Wenn nicht schon vorher, so wird man als Leser spätestens an dieser Stelle in die eigene Jugend zurück versetzt und erinnert ähnliche Prozesse beim Erwachsenwerden. Wer irgendwann in den 80ern mal 15 war, wird sich ohnehin „zu Hause“ fühlen.

Christiane Neudecker beschließt das Buch 25 Jahre später mit der noch einmal auf die Insel zurück gekehrten und nach Spuren aus der Jugend suchenden Panda, die aus dieser zeitlichen Perspektive nun ganze Geschichte rückblickend erzählt hat.

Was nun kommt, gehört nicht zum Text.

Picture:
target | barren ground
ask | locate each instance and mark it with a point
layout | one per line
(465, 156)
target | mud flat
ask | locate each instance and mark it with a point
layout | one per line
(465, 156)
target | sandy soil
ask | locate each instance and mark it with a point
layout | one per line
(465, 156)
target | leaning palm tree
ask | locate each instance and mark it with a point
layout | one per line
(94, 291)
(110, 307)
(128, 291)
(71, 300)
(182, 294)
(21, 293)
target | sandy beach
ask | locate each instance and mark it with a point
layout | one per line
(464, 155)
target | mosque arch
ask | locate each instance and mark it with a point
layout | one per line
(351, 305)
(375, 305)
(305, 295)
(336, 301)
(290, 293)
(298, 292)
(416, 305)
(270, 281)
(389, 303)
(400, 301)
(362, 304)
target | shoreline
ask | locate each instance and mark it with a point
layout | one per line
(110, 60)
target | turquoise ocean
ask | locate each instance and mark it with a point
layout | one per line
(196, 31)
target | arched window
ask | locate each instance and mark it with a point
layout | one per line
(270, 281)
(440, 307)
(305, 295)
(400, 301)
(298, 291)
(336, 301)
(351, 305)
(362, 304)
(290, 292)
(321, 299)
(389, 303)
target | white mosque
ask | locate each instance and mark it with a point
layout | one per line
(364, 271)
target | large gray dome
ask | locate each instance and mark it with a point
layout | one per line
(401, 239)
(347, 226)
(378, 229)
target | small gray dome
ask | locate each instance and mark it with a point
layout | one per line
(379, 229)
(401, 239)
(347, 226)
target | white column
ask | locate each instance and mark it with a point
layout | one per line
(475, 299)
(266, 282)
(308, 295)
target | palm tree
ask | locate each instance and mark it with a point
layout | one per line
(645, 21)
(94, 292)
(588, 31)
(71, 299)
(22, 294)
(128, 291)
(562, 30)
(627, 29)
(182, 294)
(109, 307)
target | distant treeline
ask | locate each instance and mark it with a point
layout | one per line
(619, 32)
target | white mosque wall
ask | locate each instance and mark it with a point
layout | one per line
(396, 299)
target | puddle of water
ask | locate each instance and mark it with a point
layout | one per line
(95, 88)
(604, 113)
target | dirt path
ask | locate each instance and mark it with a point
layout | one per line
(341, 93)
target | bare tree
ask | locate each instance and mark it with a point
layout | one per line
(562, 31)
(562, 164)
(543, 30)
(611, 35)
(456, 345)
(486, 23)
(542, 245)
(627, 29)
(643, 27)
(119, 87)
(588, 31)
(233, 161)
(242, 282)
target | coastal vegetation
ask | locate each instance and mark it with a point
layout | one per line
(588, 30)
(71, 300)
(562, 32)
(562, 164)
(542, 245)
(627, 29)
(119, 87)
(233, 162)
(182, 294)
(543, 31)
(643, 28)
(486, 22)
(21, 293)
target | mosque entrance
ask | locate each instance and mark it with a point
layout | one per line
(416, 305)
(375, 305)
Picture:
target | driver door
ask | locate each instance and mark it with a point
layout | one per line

… Es gibt diese Sommer nur in der Kindheit oder Jugend. Oder in der Erinnerung – für immer in den eigenen Gedanken geborgen. Sie verändern die Wahrnehmung. Manchmal steigen Momente aus diesen Sommern in unser Bewusstsein und versinken wieder. Sie durchbrechen die Oberfläche nicht, sie schillern in der Tiefe. Man kann sie nur ahnen: ihre Wirkung, ihr Licht. Sie beeinflussen die Fragen, die wir stellen, sie lenken immer noch den Blick. …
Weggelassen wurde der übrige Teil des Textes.